Though at first glance it may seem silly to use such an example to illustrate the relationship between poisonous snakes and other animals, it is not silly at all. Both the rattlesnake and a bison, say, are potentially dangerous to each other. Neither can get the slightest good out of contact with the other. On the other hand, both can profit immensely by staying cleanly out of one another’s way. What, then, is more logical than that the snake should evolve a warning device, and the potential enemy – the inadvertent trampler – the psychology to react to the warning? Even a carnivore that usually ate snakes – unless it was immune to snake venom – would logically be better off if it had a heritable ability to recognize, or to learn to recognize, harmful snakes. Then it could go about its business of eating harmless snakes without any trouble. The candy-stick coloration of coral snakes would surely entrench any such discriminatory capacity as might be found naturally in a coon or a hawk or any other snake-eating predator. So would the rattlesnake’s hair-raising song.
The idea of a poisonous animal evolving a warning device that will work only if a potential enemy also evolves the sense to react to the warning is hard for some people to accept. I do not know why this should be so. Besides logic, a great store of anecdotal evidence supports its reality. Nearly any mature Florida bird dog, for instance, reacts instantly to the sound of a rattlesnake. While it is hard to be sure what a dog has learned from previous experience or from other dogs, it can in most cases I know about be confidently said that the learning process did not involve being bitten by a rattlesnake. A pointer I used to hunt with in central Florida, though it had never been bitten by a poisonous snake in its life, showed unmistakable evidence of associating the rattle with a particularly odious situation. In its quartering for quail, if you saw it suddenly jump into the air and you went to the spot to see what had scared it, one of two things was most often there – a coiled diamondback, or a bush of a certain species of Crotalaria, the dry pods of which rattle when disturbed, almost like a rattler’s alarm. Only one of the several species of Crotalaria sounds authentically like a snake, and only that species used to make my dog jump. But the effect of a collision with that was electric, and for all the years of its life the dog rose like a bird when it stirred the fearful noise from a diamondback or from the bush that I think sounded the same to the dog.

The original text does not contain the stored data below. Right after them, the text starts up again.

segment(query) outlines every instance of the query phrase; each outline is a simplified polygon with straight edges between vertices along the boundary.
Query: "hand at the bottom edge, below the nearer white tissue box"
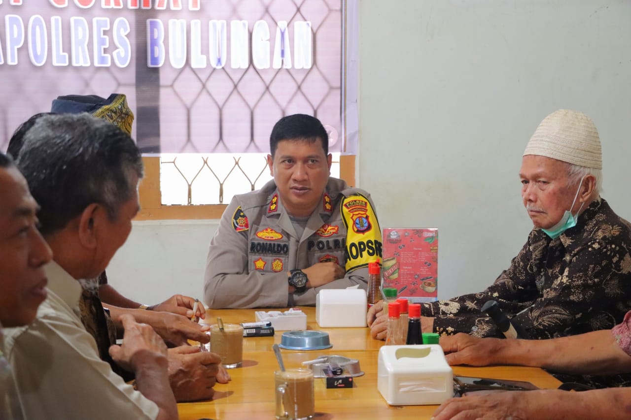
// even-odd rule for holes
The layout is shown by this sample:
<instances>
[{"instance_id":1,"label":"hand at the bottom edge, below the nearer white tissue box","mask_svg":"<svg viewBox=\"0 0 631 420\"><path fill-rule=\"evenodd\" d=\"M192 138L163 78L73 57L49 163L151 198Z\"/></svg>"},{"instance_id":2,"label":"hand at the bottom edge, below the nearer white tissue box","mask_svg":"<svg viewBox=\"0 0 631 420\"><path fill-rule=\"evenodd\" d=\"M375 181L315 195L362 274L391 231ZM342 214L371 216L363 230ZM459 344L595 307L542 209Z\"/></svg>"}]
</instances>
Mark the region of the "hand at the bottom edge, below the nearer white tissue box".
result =
<instances>
[{"instance_id":1,"label":"hand at the bottom edge, below the nearer white tissue box","mask_svg":"<svg viewBox=\"0 0 631 420\"><path fill-rule=\"evenodd\" d=\"M534 393L538 393L538 391L504 391L493 392L492 394L475 392L473 395L445 401L434 412L432 419L528 420L531 418L529 417L529 397L541 399L540 396L542 395ZM546 404L554 404L554 401L548 400Z\"/></svg>"}]
</instances>

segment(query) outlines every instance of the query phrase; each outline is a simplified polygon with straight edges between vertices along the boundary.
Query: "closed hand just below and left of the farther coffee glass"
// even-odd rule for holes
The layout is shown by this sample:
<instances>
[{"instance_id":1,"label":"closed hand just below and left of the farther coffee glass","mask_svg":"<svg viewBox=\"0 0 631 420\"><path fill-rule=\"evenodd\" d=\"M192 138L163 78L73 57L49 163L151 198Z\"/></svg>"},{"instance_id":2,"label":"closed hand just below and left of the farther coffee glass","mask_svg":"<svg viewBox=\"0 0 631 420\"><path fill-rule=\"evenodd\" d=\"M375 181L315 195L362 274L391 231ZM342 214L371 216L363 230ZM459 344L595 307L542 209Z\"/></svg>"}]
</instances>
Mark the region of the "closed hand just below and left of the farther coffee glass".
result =
<instances>
[{"instance_id":1,"label":"closed hand just below and left of the farther coffee glass","mask_svg":"<svg viewBox=\"0 0 631 420\"><path fill-rule=\"evenodd\" d=\"M199 347L181 346L168 350L168 382L177 402L208 400L213 397L220 375L218 354ZM225 372L222 375L228 375ZM221 376L226 380L225 376ZM230 380L227 376L226 382ZM225 383L225 382L224 382Z\"/></svg>"}]
</instances>

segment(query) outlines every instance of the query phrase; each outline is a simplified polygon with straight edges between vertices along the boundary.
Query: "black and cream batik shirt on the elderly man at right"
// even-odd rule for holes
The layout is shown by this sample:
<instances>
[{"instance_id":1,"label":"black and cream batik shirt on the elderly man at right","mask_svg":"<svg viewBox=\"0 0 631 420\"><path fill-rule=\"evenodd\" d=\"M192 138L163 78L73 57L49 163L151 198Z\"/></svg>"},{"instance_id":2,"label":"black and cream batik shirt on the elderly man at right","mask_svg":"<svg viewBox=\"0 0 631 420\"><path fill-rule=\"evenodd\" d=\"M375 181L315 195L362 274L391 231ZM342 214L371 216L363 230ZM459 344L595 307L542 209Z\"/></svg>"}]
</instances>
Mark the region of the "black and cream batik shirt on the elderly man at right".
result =
<instances>
[{"instance_id":1,"label":"black and cream batik shirt on the elderly man at right","mask_svg":"<svg viewBox=\"0 0 631 420\"><path fill-rule=\"evenodd\" d=\"M422 304L433 329L501 337L480 312L488 301L522 331L548 339L611 329L631 310L631 225L604 199L594 200L577 225L551 239L535 228L509 269L481 293Z\"/></svg>"}]
</instances>

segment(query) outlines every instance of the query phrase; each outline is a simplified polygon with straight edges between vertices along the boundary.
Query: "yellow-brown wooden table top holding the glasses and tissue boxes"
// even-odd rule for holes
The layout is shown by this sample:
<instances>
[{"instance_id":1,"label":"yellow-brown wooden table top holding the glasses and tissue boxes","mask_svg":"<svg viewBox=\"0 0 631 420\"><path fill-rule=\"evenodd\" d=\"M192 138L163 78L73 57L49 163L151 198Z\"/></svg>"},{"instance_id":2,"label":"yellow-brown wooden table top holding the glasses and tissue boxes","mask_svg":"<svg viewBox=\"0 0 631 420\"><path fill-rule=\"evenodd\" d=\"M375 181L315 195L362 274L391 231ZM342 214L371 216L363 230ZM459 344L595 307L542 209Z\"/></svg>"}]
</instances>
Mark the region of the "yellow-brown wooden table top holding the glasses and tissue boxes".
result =
<instances>
[{"instance_id":1,"label":"yellow-brown wooden table top holding the glasses and tissue boxes","mask_svg":"<svg viewBox=\"0 0 631 420\"><path fill-rule=\"evenodd\" d=\"M315 379L315 419L429 419L435 405L391 407L377 390L377 357L382 341L370 337L367 328L324 328L315 322L315 309L302 308L307 313L307 328L329 332L333 347L324 351L283 350L288 368L299 367L302 361L321 354L337 354L360 361L365 375L355 378L353 388L327 389L324 379ZM253 322L254 310L213 310L207 321L238 324ZM280 342L282 332L274 337L244 338L244 365L230 370L232 381L215 386L211 401L178 404L180 419L274 419L274 370L278 369L272 351ZM540 388L556 388L560 382L539 368L489 366L468 368L454 366L454 375L482 376L508 380L525 380Z\"/></svg>"}]
</instances>

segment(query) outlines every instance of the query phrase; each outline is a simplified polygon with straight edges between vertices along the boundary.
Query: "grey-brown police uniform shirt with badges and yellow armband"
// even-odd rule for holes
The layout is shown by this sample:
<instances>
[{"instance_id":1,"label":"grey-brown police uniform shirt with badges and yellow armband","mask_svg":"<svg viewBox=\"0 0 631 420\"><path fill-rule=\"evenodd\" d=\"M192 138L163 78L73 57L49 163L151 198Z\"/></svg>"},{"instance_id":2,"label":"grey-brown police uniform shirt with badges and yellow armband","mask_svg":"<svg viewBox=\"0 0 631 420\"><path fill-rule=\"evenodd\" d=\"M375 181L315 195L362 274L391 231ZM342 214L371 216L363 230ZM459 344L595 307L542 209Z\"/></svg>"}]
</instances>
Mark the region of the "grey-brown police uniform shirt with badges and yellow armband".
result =
<instances>
[{"instance_id":1,"label":"grey-brown police uniform shirt with badges and yellow armband","mask_svg":"<svg viewBox=\"0 0 631 420\"><path fill-rule=\"evenodd\" d=\"M368 262L381 259L381 230L367 192L329 178L302 235L296 232L273 180L235 195L210 243L206 303L211 308L315 305L319 289L367 288ZM345 277L288 293L287 272L318 262L340 264Z\"/></svg>"}]
</instances>

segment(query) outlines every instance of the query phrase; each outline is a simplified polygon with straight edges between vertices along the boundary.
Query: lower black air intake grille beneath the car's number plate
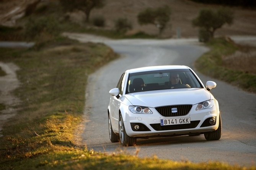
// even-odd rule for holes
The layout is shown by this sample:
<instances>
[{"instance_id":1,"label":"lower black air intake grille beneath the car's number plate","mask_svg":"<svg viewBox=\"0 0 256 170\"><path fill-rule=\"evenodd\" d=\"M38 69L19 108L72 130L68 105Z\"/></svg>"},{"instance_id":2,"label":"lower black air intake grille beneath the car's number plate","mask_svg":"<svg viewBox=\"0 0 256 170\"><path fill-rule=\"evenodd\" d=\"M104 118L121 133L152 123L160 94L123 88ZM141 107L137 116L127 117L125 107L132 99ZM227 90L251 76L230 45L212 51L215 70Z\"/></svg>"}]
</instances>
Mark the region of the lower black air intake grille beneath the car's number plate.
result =
<instances>
[{"instance_id":1,"label":"lower black air intake grille beneath the car's number plate","mask_svg":"<svg viewBox=\"0 0 256 170\"><path fill-rule=\"evenodd\" d=\"M179 129L191 129L196 128L199 124L200 120L191 121L189 124L181 124L181 125L165 125L161 126L160 123L150 124L150 126L157 131L161 130L179 130Z\"/></svg>"}]
</instances>

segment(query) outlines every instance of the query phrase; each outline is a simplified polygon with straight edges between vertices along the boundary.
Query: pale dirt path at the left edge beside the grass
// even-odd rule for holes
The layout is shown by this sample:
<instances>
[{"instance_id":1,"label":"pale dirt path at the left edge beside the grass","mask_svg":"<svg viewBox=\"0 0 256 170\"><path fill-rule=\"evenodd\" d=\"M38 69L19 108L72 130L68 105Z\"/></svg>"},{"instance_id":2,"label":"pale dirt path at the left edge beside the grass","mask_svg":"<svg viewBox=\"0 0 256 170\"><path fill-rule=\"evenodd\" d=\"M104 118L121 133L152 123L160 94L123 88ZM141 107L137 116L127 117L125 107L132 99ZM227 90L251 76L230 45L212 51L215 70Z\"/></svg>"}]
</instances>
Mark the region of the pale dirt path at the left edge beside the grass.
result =
<instances>
[{"instance_id":1,"label":"pale dirt path at the left edge beside the grass","mask_svg":"<svg viewBox=\"0 0 256 170\"><path fill-rule=\"evenodd\" d=\"M0 103L5 105L5 110L0 111L0 136L2 136L3 124L16 114L15 106L20 103L20 100L13 94L20 82L16 76L16 71L19 70L18 66L13 63L0 62L0 67L7 74L0 77Z\"/></svg>"}]
</instances>

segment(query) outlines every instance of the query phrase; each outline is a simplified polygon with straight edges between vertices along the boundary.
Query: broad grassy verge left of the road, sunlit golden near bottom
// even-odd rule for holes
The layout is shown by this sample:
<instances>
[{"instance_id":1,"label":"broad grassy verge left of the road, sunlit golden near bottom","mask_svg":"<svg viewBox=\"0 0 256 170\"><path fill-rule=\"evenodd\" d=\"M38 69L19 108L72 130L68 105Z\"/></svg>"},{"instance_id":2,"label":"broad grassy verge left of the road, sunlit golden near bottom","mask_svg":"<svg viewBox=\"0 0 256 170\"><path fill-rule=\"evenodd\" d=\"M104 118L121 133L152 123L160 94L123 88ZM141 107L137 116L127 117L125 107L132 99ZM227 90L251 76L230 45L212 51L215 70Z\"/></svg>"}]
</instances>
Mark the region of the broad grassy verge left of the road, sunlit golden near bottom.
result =
<instances>
[{"instance_id":1,"label":"broad grassy verge left of the road, sunlit golden near bottom","mask_svg":"<svg viewBox=\"0 0 256 170\"><path fill-rule=\"evenodd\" d=\"M0 61L20 67L21 86L15 94L22 101L18 114L4 126L0 168L12 167L13 161L72 150L73 132L82 121L87 76L117 55L103 44L65 38L48 42L39 51L0 48L0 52Z\"/></svg>"}]
</instances>

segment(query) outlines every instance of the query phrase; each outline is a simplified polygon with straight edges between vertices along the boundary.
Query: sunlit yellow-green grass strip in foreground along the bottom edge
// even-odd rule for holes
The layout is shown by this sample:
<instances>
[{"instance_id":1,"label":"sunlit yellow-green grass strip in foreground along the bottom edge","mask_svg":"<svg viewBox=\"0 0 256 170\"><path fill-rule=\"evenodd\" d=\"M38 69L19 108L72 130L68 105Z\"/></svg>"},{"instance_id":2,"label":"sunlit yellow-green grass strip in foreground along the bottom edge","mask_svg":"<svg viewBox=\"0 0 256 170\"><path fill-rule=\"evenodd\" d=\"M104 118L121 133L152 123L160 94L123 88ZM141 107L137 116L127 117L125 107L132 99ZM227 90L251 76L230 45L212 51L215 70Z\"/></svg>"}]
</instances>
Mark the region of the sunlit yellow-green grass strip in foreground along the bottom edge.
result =
<instances>
[{"instance_id":1,"label":"sunlit yellow-green grass strip in foreground along the bottom edge","mask_svg":"<svg viewBox=\"0 0 256 170\"><path fill-rule=\"evenodd\" d=\"M65 157L64 157L65 156ZM220 162L202 162L194 164L189 161L171 161L156 157L139 159L136 156L103 153L95 153L86 149L73 149L62 152L51 152L47 156L39 155L33 159L23 159L21 162L13 162L18 169L95 169L95 170L241 170L239 166L230 166ZM243 168L243 169L255 169Z\"/></svg>"}]
</instances>

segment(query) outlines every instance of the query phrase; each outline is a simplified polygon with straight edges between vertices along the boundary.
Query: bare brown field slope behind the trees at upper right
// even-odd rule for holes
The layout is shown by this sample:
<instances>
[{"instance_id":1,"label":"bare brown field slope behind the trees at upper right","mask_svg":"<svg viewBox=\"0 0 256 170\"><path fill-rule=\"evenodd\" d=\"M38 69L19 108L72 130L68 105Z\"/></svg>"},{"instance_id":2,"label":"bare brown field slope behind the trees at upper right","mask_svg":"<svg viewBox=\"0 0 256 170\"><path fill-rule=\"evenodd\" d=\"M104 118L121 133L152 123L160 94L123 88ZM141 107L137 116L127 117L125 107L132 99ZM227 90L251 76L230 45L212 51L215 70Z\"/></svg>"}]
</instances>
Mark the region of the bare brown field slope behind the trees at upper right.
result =
<instances>
[{"instance_id":1,"label":"bare brown field slope behind the trees at upper right","mask_svg":"<svg viewBox=\"0 0 256 170\"><path fill-rule=\"evenodd\" d=\"M115 19L127 17L132 21L134 29L155 34L157 32L155 26L140 26L137 23L137 14L145 8L154 8L165 4L169 5L172 9L171 27L165 31L165 36L168 37L175 35L178 27L181 29L182 37L196 36L197 28L191 26L191 20L196 18L202 8L218 9L221 7L217 5L203 5L189 0L106 0L106 6L102 9L94 10L91 17L103 15L107 19L109 27L113 27ZM238 7L232 9L235 12L234 24L231 27L225 26L223 29L218 30L216 35L256 35L256 11Z\"/></svg>"}]
</instances>

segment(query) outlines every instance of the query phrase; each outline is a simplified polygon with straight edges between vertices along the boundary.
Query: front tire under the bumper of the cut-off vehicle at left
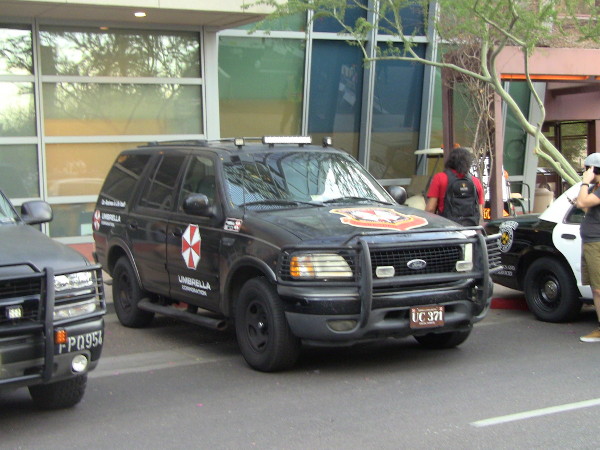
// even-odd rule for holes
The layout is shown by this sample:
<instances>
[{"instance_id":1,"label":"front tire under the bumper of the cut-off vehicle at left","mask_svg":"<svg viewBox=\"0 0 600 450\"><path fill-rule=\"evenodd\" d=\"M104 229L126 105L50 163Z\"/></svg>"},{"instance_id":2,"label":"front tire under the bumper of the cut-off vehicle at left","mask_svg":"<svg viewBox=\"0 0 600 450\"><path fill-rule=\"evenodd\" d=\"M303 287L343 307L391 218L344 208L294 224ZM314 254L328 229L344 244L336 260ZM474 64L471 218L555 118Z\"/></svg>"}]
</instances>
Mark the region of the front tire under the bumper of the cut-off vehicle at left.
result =
<instances>
[{"instance_id":1,"label":"front tire under the bumper of the cut-off vehicle at left","mask_svg":"<svg viewBox=\"0 0 600 450\"><path fill-rule=\"evenodd\" d=\"M55 383L29 386L29 394L38 408L70 408L81 401L86 384L87 375L78 375Z\"/></svg>"}]
</instances>

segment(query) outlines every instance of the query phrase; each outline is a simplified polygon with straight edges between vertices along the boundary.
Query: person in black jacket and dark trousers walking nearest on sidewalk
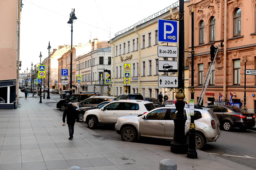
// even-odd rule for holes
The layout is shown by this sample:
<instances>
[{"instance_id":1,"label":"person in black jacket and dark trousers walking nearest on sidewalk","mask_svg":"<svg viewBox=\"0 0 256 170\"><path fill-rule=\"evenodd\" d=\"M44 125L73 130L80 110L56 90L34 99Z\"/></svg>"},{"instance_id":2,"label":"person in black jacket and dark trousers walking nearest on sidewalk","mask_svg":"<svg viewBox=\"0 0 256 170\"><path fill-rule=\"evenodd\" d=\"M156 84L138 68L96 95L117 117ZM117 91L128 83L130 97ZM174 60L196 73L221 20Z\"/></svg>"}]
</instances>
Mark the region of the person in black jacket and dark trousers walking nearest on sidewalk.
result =
<instances>
[{"instance_id":1,"label":"person in black jacket and dark trousers walking nearest on sidewalk","mask_svg":"<svg viewBox=\"0 0 256 170\"><path fill-rule=\"evenodd\" d=\"M68 131L69 131L69 140L73 139L73 134L74 134L74 125L76 122L76 109L73 107L72 103L69 102L67 104L67 108L63 113L62 116L62 121L63 124L62 126L65 126L65 118L67 116L67 126L68 126Z\"/></svg>"}]
</instances>

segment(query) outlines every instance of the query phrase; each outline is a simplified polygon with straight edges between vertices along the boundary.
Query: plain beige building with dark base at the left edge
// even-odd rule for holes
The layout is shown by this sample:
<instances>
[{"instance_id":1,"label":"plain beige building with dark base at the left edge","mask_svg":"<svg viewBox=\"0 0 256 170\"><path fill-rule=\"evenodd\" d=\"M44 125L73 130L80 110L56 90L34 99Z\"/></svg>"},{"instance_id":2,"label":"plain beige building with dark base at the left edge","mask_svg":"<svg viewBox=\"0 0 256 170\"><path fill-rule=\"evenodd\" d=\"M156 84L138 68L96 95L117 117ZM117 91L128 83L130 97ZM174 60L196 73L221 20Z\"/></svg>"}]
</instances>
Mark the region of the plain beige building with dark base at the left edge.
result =
<instances>
[{"instance_id":1,"label":"plain beige building with dark base at the left edge","mask_svg":"<svg viewBox=\"0 0 256 170\"><path fill-rule=\"evenodd\" d=\"M19 95L19 28L21 1L1 1L0 28L0 108L14 109L18 106ZM6 15L7 14L7 15Z\"/></svg>"}]
</instances>

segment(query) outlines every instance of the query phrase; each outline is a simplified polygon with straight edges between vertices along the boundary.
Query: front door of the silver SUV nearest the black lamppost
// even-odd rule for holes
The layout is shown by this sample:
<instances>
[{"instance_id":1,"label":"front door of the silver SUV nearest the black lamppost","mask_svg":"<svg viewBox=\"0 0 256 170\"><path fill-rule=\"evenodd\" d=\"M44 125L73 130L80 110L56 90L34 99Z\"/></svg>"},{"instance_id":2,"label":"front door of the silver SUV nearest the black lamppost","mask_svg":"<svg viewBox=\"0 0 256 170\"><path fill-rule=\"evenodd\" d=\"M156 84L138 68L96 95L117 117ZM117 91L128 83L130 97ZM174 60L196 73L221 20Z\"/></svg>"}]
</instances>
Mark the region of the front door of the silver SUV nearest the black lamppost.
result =
<instances>
[{"instance_id":1,"label":"front door of the silver SUV nearest the black lamppost","mask_svg":"<svg viewBox=\"0 0 256 170\"><path fill-rule=\"evenodd\" d=\"M140 122L141 135L163 137L166 112L166 108L158 109L148 113L145 119L142 116Z\"/></svg>"}]
</instances>

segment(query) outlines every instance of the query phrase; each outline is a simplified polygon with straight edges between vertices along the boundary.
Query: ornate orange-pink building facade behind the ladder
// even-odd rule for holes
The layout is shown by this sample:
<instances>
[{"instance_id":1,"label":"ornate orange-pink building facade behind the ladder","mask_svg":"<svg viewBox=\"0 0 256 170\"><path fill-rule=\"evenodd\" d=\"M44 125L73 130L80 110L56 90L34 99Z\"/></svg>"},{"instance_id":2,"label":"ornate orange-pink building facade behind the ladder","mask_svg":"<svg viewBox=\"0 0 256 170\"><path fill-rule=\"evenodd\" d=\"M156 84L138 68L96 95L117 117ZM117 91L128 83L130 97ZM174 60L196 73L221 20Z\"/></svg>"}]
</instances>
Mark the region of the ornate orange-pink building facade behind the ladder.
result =
<instances>
[{"instance_id":1,"label":"ornate orange-pink building facade behind the ladder","mask_svg":"<svg viewBox=\"0 0 256 170\"><path fill-rule=\"evenodd\" d=\"M233 99L241 101L243 108L245 64L246 69L256 68L256 1L191 0L188 6L190 12L192 7L195 12L195 63L191 63L191 58L188 58L190 64L195 66L195 101L200 95L211 62L210 46L220 44L203 104L214 100L218 104L220 93L223 95L222 101L225 98L228 100L231 93ZM255 76L246 75L246 107L254 113L255 85Z\"/></svg>"}]
</instances>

That is of course not a scientific observation. It involves a subjective judgment on my part, and the behavior of only one dog. And it in any case leaves unanswered the question whether the reaction is innate in canines or is learned by associating the sound of the rattle with the bites or aggressive behavior of snakes in general – or is learned from other dogs. That dogs are or Old World, and rattlesnakes of American origin, makes it seem unlikely that the pointer was born genetically able to associate the sound with the snake. On the other hand, the buzzing of rattlesnakes is really just an elaboration of a tendency of many kinds of snakes to vibrate the tail when approached by a potential enemy. The vibration is often soundless, but in dry leaves it makes a little rattling or humming noise. Possibly dog ancestors evolved the capacity to associate such a sound with ill-tempered or dangerous snakes. But the important point is that the rattle of the rattlesnakes makes little sense unless it can be thought of as an agent of advantage to the bearer. And the advantage in not being stepped on by a bison or chopped up by the teeth of a wolf seems pretty clear. That the bison and wolf might go away poisoned and die would be little comfort to the snake. Its profit would come from preventing the encounter from happening.